We call this top N matches.
These top N matches will be put inside a prompt.
And this prompt will, of course, also contain your question.
What the LLM sees is your prompts, which includes both the question and the top N matches.
And based on this, it's going to return your final answer.
With RAG is also a stage where you upload your data into the vector database.
And this is important because otherwise the vector database won't be able to retrieve early and relevant context.
If you look at basic prompting, this is typically done via an API or an SDK, which could be provided by LLM provider.
If we look at RAG or retrieval augmented generation, you typically do this via a library or a framework.
So the final pattern and you can implement as a web developer on building your application is AI agents with AI agents.
You still have a question and a final answer,
but it's time you have an agent in the middle that will help you to answer the question.
So we start again with a question.
This time your question will be sent to the agent.
There are multiple patterns to implement agents, and typically you use a framework or a library to do this.
The agent will typically plan based on your question and the available tools.
It will act or react based on the tool calls.
And finally, it's going to reflect and see if your answer is matching the question.

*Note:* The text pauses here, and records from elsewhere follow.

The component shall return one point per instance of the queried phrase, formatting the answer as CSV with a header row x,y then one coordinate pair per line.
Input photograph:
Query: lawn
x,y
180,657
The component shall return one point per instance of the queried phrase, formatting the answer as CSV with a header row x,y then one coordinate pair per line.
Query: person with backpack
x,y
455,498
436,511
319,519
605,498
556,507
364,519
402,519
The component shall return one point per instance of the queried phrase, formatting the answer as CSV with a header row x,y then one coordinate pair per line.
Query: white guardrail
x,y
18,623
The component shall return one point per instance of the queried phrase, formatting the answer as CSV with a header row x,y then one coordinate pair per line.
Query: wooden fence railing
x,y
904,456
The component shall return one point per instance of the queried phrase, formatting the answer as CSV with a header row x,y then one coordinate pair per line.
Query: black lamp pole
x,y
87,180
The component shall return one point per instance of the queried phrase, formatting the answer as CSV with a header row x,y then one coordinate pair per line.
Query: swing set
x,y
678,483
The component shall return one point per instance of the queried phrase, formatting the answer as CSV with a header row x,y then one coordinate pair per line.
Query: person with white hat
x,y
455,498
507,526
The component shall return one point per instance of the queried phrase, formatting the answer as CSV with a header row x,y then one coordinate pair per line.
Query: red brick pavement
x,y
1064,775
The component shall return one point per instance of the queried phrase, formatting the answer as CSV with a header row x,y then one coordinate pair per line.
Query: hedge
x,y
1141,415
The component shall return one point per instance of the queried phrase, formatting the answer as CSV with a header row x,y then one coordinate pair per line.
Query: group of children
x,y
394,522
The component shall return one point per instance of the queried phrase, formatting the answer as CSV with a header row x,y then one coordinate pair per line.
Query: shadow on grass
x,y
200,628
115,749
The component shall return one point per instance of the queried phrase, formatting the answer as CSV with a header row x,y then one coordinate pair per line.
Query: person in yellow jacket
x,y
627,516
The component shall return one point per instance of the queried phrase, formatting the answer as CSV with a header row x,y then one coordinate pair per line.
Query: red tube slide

For the plan the next stage it needs a set of tools.
And these tools could be either APIs, databases or code, for example, to crawl the web.
The LLM is going to use those tools to plan and execute.
And finally, providing you with your final answer.
Next to a single agent.
You can also have a multi agent framework.
This typically involves a supervisor agents, which is going to determine
which agent should be called to answer your question.
So in this video we looked at three different paterns to implement AI applications.
The first one was basic prompting, where you use a prompt, which includes your question and a set of instructions.
The second one was RAG, Retrieval Augmented Generation,
where we use a vector database to make LLMs context aware of your data.
And a final one was agents, where you use an agent that will
look at a set of tools and based on the tools is going to answer your question.
So with this, I hope you can start building your applications today.